第二段作戦の目的は米豪遮断であり、ミッドウェー島・アリューシャン列島攻略後の次なる目標はフィジー・サモア・ニューカレドニア諸島攻略であった。その為の中継基地として日本軍が注目したのがソロモン諸島ガダルカナル島である。ガダルカナル島はラバウル南東約600海里(1100㌔)に位置し、大きさは東西160㌔・南北55㌔、北部のルンガ川の辺には平地があり、ソロモン諸島で飛行場建設可能な数少ない島である。ところが、日本軍は「ミッドウェー海戦」(昭和17年6月5日~7日)によって正規空母4隻沈没・航空機多数喪失という大敗北を喫した。この結果、日本軍はこれまでのような空母を中心とした艦隊(機動部隊)による積極攻勢が困難になり、以後の作戦計画も延期せざるを得なかった。併しながら、米豪遮断構想が放棄されることは無く、引き続きソロモン諸島ガダルカナル島に飛行場を建設し、基地航空隊の支援の元にフィジー・サモア・ニューカレドニア諸島攻略を目指す事になった。

昭和17年7月6日、日本海軍の設営隊がガダルカナル島に上陸。飛行場の建設を開始した。当時の日本軍の土木能力は低く、人海戦術によってジャングルを切り開いていた。飛行場の完成予定は8月、9月中旬からフィジー・サモア・ニューカレドニア諸島攻略を開始する予定であった。ところが、早くも日本軍の飛行場建設は米軍に察知されていた。米軍にとってもソロモン諸島の確保は重要であり、航空偵察やガダルカナル島に潜伏する沿岸監視員から日本軍の作業状況は逐一報告されていたのである。

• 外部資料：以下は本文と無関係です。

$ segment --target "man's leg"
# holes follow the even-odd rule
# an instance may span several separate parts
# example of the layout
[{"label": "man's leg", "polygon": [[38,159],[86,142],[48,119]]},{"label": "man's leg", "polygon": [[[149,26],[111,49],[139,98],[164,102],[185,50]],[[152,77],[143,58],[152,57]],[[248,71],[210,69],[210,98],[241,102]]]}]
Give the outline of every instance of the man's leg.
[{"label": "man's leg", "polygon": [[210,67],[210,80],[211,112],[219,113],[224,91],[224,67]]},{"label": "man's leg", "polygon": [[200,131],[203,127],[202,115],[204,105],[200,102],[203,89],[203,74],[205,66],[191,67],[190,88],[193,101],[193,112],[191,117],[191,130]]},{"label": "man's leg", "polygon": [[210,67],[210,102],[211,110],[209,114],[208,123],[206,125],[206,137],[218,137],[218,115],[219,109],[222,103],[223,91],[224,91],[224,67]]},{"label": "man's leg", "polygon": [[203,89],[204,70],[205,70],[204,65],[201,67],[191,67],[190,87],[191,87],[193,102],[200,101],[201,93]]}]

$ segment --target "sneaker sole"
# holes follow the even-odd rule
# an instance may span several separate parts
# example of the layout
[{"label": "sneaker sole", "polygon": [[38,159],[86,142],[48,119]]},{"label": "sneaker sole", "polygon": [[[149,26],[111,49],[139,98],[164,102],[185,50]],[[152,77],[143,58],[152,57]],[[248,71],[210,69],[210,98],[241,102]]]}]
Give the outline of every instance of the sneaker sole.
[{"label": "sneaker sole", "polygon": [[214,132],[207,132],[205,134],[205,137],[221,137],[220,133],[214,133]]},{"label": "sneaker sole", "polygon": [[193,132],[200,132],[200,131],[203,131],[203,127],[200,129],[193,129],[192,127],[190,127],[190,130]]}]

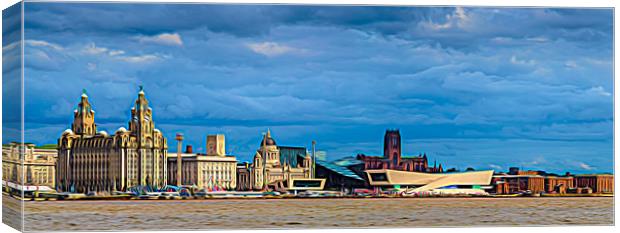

また、日本陸軍も南太平洋方面(東部ニューギニア・ソロモン諸島)を担当する陸軍第十七軍を編成。当時連合軍の拠点として航空基地のあった東部ニューギニア南岸の要衝ポートモレスビーの攻略を計画する。「珊瑚海海戦」によって海路からのポートモレスビー攻略は断念されたが、陸路によるポートモレスビー攻略を決定。陸軍第十七軍の指揮下に入った陸軍南海支隊がポートモレスビー攻略作戦(「レ号作戦」)を担当する事になった。7月21日、陸軍南海支隊の先遣隊が東部ニューギニア北岸ギルワに上陸、一路ポートモレスビー目指して山間部(オーエンスタンレー山脈)の進撃を開始する。

7月31日、正規空母3隻を含む60隻の米・豪海軍艦艇に護衛された31隻の米軍輸送船がフィジー諸島を一斉に出航、一路ガダルカナル島に向かっていた。米軍輸送船にはガダルカナル島攻略を目的とする米海兵隊19000人が乗っていた。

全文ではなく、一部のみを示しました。